Well, today it was really bad. If I were playing baseball, I was at home plate holding a bat hoping to get on base. It was my fourth time at bat and I was one in four. That is a low average by anybody’s standards. My day was not about baseball. I am taking about cooking. I had a twenty five percent success rate today. I had made all of the recipes (a salad macaroons, mung bean burgers and green drinks) before and more than once, in fact, more than three and four times successfully. They all tasted delicious. They were shared with others. I was proud of them. They were dishes that I had planned to put them in a cookbook.

So what was my downfall It was my arrogance that had its own voice as it strutted across the kitchen feeling that my recipes, didn’t matter and were not to be respected, honored or repeated. I could automatically recreate them.
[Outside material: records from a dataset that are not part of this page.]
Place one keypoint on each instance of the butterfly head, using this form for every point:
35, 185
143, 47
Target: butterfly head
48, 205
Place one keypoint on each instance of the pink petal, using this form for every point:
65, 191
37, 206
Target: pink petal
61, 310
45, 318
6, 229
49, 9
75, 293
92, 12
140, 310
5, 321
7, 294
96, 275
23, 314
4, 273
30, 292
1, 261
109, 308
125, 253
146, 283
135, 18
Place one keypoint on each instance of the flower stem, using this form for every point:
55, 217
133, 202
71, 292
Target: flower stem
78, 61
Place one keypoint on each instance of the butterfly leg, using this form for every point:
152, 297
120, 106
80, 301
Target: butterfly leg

While I didn’t think that they were the best in the world or even in the top ten percent, they were good, good enough to be proud of and share.

So today, I didn’t open my journal to look at my recipes. The measuring cups did not come out of the cupboard and dishwasher. Worse than this was that no reflection. I was more attentive to using up food before it had to be thrown away. I didn’t see the essence of the dishes. So, the mung bean burgers were crunchy and dry, just about tasteless. The macaroons were too moist and the green drink was too bitter, because I decided that the spinach would not live to see the middle of the week and used way too much.

It was only the salad that was tasty. I can’t even boast about the salad. I didn’t need help to prepare it. The ingredients were all organic, fresh and some were locally grown. It was pretty not by choice but by what was available and needed to be used. It green leafy lettuce, cucumber, celery, carrot, purple cabbage and red pepper. How could it not be pretty? It was good in spite of me!